Practical

Stoicism and Money, What the Stoics Really Taught About Wealth

A person standing on rocks at the shoreline watching a brilliant sunrise over the sea
Photo: Joshua Earle / Unsplash

Stoicism does not tell you that money is evil or that you must be poor to be good. It treats wealth as an indifferent, something that cannot make you happy or virtuous on its own, but is fine to have and pursue. The danger is never the money. It is craving it.

Quick question. Were the Stoics broke ascetics who hated wealth, or did one of them die among the richest men in Rome?

The second one. The most famous Stoic teacher of his age was also enormously rich, and that is not a scandal once you understand how the Stoics actually thought about money. So let me clear up the biggest myth first.

Is money bad in Stoicism?

No, and this surprises people who expect philosophy to scold them. The Stoics did not put money in the column of good or evil at all.

They had a category called indifferents, things that are neither good nor bad in themselves because they cannot make you a better or worse person. Money sits there, alongside health and reputation. More than that, the Stoics called wealth a preferred indifferent, meaning any sensible person would rather have it than not. You are allowed to want money. You are allowed to earn it. You are just not allowed to pin your peace on it.

“It is not the man who has too little, but the man who craves more, that is poor.”
Seneca, Letters from a Stoic

The richest Stoic

Here is the fact that proves the point. Seneca, one of the greatest Stoic writers, was also one of the wealthiest men in the Roman empire.

His critics loved to call him a hypocrite for it, a philosopher of simplicity sitting on a fortune. His answer was sharp. The wise man does not love wealth, he said, but he would rather have it, and he can own riches without the riches owning him. The test is not what is in your bank account. It is whether you could lose it tomorrow and still be yourself.

Real wealth is having few wants

This is the reframe that changes everything. The Stoics measured riches from the inside out.

To them, the richest person was not the one with the most, but the one who needed the least to be content. A billionaire ruled by craving is poor. A person of modest means with quiet wants is wealthy. Flip the equation and the whole anxious chase looks different.

“Wealth consists not in having great possessions, but in having few wants.”
Epictetus, Discourses

The problem was never having things. It was the bottomless wanting that no amount of having ever fills.

How to handle money like a Stoic

So what does this look like in a life with rent and bills and ambition? A few practical moves.

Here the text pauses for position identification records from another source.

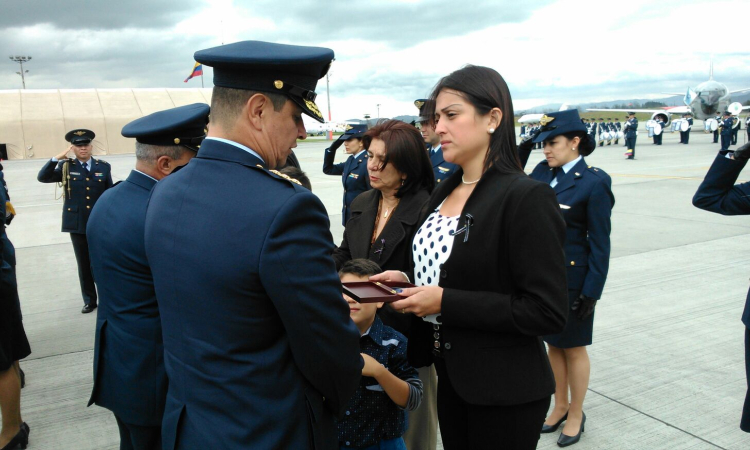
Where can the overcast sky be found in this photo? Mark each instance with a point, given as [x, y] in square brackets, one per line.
[389, 51]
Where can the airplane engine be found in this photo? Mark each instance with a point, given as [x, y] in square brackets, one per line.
[665, 116]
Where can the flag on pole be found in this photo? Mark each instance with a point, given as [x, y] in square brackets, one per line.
[197, 70]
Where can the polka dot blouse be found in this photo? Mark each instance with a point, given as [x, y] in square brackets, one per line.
[431, 247]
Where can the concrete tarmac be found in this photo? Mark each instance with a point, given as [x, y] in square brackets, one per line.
[667, 359]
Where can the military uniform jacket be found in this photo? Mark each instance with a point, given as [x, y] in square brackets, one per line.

First, separate needs from wants honestly, and notice how few true needs there actually are. Second, hold what you have loosely, enjoy it without gripping it, so a loss cannot wreck you. Third, try what Seneca recommended, the occasional taste of going without, a few plain days that prove the worst is survivable. Fourth, earn and use money in line with virtue, not at its expense. Wealth honestly made and generously used is no enemy of the good life.

What Stoicism teaches us about money

The whole teaching folds into one line. Use money, do not worship it.

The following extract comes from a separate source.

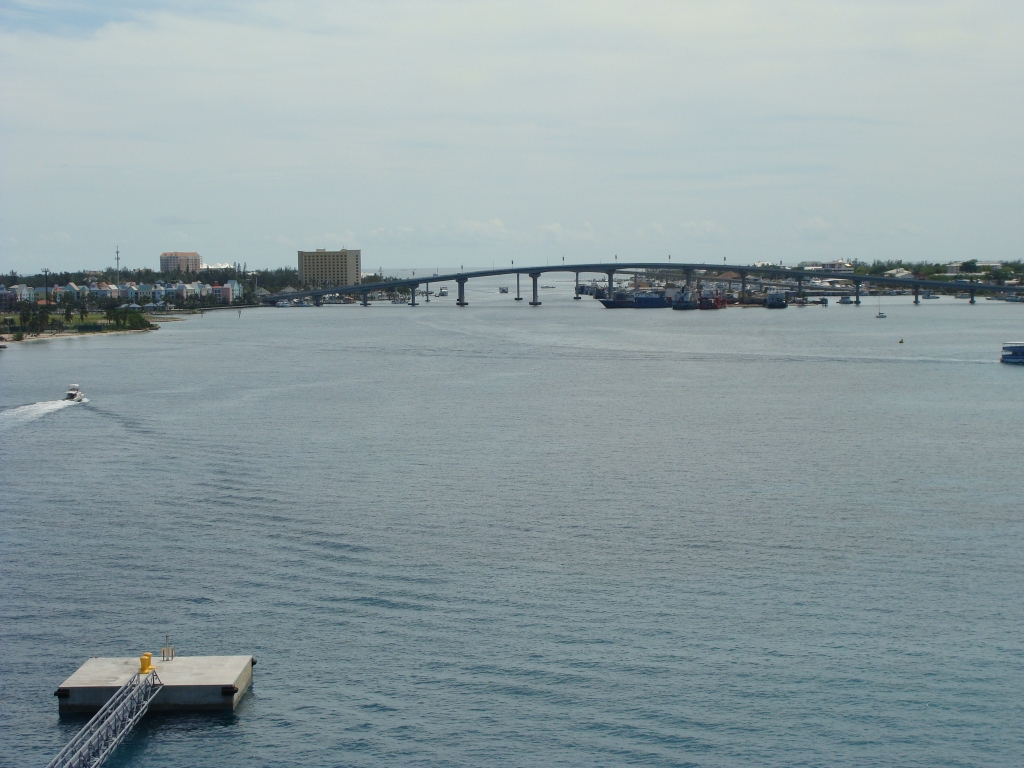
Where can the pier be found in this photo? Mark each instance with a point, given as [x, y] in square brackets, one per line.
[122, 690]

Pursue it if you like, the Stoics did not forbid it, but keep it in the category where it belongs, useful, pleasant, and powerless to make you whole. The work is to want less, not necessarily to have less. Master that and you are rich on any salary. To go deeper, see the dichotomy of control, the four virtues, and the idea of preferred indifferents that sits underneath all of this.

Frequently asked questions

Does Stoicism say money is bad?
No. Stoicism classes money as an indifferent, something that is neither good nor bad in itself because it cannot make you virtuous or truly happy. In fact the Stoics called wealth a preferred indifferent, reasonable to want and pursue. What they warned against was craving it or building your peace on it.

Were any Stoics actually rich?
Yes. Seneca, one of the most important Stoic writers, was among the wealthiest men in Rome, and Marcus Aurelius was an emperor. The Stoics did not equate virtue with poverty. They held that you could possess great wealth and remain free, as long as you were not enslaved to it.

What did the Stoics say about wanting money?
They taught that the trouble lies in craving, not in money itself. Epictetus said real wealth is having few wants, and Seneca said the man who craves more is the poor one. The Stoic aim is to reduce your wants so that no amount of money controls your contentment.

How can I have a healthier relationship with money?
Separate true needs from wants, hold what you own loosely so a loss cannot break you, and occasionally practice going without to prove you can. Earn and spend in line with your values rather than your fears. The goal is to use money well without depending on it for peace.